This Lithuanian Spiced Honey Liqueur is Made For Winter Drinking

Posted on: Oct. 28, 2015 | | By: Iza Wojciechowska

When Rim Vilgalys reflects on his childhood in Durham, North Carolina, he remembers Everclear cooking on the stove before his parents’ parties and the smell of honey and spices. These were the elements of Krupnikas, a spiced honey spirit invented by Lithuanian and Polish noblemen in the 16th century, and a tradition that Rim’s father, a first-generation American from Lithuania, brought to the States and instilled in his sons.

When Vilgalys was in college, he started making his own Krupnikas in his kitchen. “It got me invited to a lot of parties,” he says. When he moved back to Durham in 2008, he and his brother continued making it casually for their friends until they realized they were onto something. Three years ago they opened The Brothers Vilgalys Spirits Company, which now produces and bottles Krupnikas, distributing it all over the country. (Rim’s brother moved away for graduate school, so he now runs it along with two partners, but the name remains in honor of the company’s origins.)

“Krupnikas is really good in the wintertime,” Vilgalys says. “We made a profit the first year in large part because of the holiday sales.”

Indeed, the first thing that comes to mind when describing the flavor of Krupnikas is Christmas. To make the 80-proof spirit, Vilgalys boils down cinnamon, cloves, nutmeg, caraway, allspice, and other spices and mixes them with North Carolina wildflower honey. The mixture is then blended with grain-neutral spirit, left to sit for a week, filtered, and bottled. What results is a thick spirit earthier and more herbal than a honey whiskey and sweeter and more refined than Jagermeister.

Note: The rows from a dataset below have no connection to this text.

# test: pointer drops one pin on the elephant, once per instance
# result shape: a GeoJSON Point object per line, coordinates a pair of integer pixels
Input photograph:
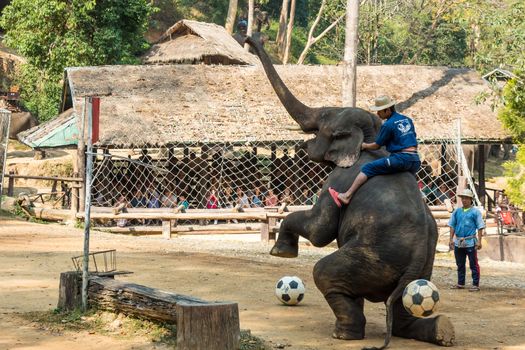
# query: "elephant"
{"type": "Point", "coordinates": [20, 122]}
{"type": "Point", "coordinates": [386, 235]}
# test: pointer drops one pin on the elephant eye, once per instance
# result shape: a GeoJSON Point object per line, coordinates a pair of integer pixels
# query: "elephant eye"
{"type": "Point", "coordinates": [341, 134]}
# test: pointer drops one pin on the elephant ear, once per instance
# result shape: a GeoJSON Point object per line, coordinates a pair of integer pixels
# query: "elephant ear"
{"type": "Point", "coordinates": [345, 146]}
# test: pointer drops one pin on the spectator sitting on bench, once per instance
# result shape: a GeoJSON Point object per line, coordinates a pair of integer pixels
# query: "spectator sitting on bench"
{"type": "Point", "coordinates": [256, 198]}
{"type": "Point", "coordinates": [271, 199]}
{"type": "Point", "coordinates": [168, 199]}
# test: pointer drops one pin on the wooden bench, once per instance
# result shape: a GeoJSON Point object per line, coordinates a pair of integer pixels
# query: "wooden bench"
{"type": "Point", "coordinates": [267, 217]}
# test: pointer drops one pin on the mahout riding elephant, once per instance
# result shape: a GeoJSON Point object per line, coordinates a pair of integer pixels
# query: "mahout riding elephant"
{"type": "Point", "coordinates": [386, 236]}
{"type": "Point", "coordinates": [21, 121]}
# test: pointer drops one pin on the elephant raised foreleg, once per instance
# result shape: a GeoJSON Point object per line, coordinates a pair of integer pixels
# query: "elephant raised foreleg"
{"type": "Point", "coordinates": [318, 225]}
{"type": "Point", "coordinates": [438, 330]}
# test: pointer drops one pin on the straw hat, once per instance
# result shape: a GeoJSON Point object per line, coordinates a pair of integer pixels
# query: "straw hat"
{"type": "Point", "coordinates": [382, 102]}
{"type": "Point", "coordinates": [466, 193]}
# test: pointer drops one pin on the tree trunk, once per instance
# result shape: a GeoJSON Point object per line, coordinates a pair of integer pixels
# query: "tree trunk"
{"type": "Point", "coordinates": [281, 32]}
{"type": "Point", "coordinates": [230, 18]}
{"type": "Point", "coordinates": [136, 300]}
{"type": "Point", "coordinates": [350, 58]}
{"type": "Point", "coordinates": [251, 5]}
{"type": "Point", "coordinates": [70, 291]}
{"type": "Point", "coordinates": [208, 327]}
{"type": "Point", "coordinates": [289, 29]}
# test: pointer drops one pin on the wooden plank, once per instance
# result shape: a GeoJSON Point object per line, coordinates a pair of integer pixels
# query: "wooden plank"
{"type": "Point", "coordinates": [186, 229]}
{"type": "Point", "coordinates": [210, 215]}
{"type": "Point", "coordinates": [55, 178]}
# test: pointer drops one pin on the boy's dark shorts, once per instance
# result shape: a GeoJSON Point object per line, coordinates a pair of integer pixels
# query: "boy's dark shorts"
{"type": "Point", "coordinates": [395, 163]}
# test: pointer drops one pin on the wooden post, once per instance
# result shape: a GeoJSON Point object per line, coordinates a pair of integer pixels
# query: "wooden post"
{"type": "Point", "coordinates": [11, 184]}
{"type": "Point", "coordinates": [481, 174]}
{"type": "Point", "coordinates": [81, 159]}
{"type": "Point", "coordinates": [166, 229]}
{"type": "Point", "coordinates": [53, 190]}
{"type": "Point", "coordinates": [70, 291]}
{"type": "Point", "coordinates": [208, 326]}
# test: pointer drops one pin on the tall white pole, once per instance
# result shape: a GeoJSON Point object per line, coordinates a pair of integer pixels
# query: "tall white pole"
{"type": "Point", "coordinates": [350, 57]}
{"type": "Point", "coordinates": [89, 173]}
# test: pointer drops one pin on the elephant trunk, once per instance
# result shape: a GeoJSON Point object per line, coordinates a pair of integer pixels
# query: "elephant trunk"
{"type": "Point", "coordinates": [305, 116]}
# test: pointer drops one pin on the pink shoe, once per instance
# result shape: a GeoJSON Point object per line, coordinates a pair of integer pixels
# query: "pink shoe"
{"type": "Point", "coordinates": [334, 194]}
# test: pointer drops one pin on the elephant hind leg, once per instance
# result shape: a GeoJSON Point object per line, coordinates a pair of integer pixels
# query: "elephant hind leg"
{"type": "Point", "coordinates": [437, 330]}
{"type": "Point", "coordinates": [350, 325]}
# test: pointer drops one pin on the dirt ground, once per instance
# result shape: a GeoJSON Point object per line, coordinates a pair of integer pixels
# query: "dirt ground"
{"type": "Point", "coordinates": [234, 268]}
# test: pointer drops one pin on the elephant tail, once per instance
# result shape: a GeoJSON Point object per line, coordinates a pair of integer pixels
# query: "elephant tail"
{"type": "Point", "coordinates": [413, 272]}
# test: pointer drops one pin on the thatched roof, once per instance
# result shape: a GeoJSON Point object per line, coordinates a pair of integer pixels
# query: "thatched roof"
{"type": "Point", "coordinates": [61, 131]}
{"type": "Point", "coordinates": [175, 104]}
{"type": "Point", "coordinates": [185, 103]}
{"type": "Point", "coordinates": [193, 42]}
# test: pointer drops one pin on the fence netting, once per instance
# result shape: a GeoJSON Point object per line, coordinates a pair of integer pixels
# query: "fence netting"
{"type": "Point", "coordinates": [249, 174]}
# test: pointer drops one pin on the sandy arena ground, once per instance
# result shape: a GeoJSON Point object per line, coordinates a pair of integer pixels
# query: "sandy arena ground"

The spirit is traditionally sipped on its own, but its strength, neutral base, and unique flavor make it a great option for cocktails as well. Vilgalys suggests using it to replace other alcohols in standard cocktails like a hot toddy or a “White Lithuanian,” where it’s mixed with coffee liqueur and half and half. However, local bars have taken the spirit and run with it. Durham’s upscale Counting House featured a “Brown & Bitter” on its menu, which mixed Krupnikas with Rittenhouse Rye, Cocchi Vermouth di Torino, Cardamaro, and Cynar. The nearby Crunkleton experimented with Krupnikas last year in its “The Bumble Bee’s Knees” cocktail, which contained bourbon, Krupnikas, lemon juice, milk, honey, egg white, bitters, and juniper berries.

Currently, Brother Vilgalys is a small operation with a tiny office and a backroom filled with buckets of honey and spices and a big metal “kettle.” The company has added four liqueurs to its range and plans to add a tasting room in the near future.

Brothers Vilgalys was the first producer of Krupnikas in the United States, though now there are several purveyors, including Kas Spirits in Mahopac, NY and Dirty Water Distillery in Plymouth, MA.

While the greatest concentration of Lithuanians in the United States is in Chicago — and Krupnikas sells well there — Vilgalys says North Carolina is still his biggest market, and he has no plans to leave Durham. In fact, he’s expanding. Currently, Brother Vilgalys is a small operation with a tiny office and a backroom filled with buckets of honey and spices and a big metal “kettle” that’s actually the bottom of a still. Earlier this year, the company started making four new liqueurs and intends to expand its production space and open a tasting room in the near future.

“It’s not as if Lithuanians are our core demographic,” Vilgalys says. “The real Lithuanian communities, they already know someone making this stuff and selling it under the table. We’re not going to be able to unseat the moonshiners.”

Still, the fact that he’s popularizing a spirit rooted deeply in Lithuanian heritage isn’t lost on Vilgalys. Though he was born in the United States and doesn’t speak much Lithuanian, he says bringing Krupnikas to the public has bolstered his cultural identity.

“I’m half-Lithuanian and have a very Lithuanian name, so it’s always been a part of my identity in that way,” he says. “But [Krupnikas] does put me in a position of representing the country, language, and culture to a lot of people. I have a lot of Lithuanians contacting me who are excited to find out that someone is doing this.”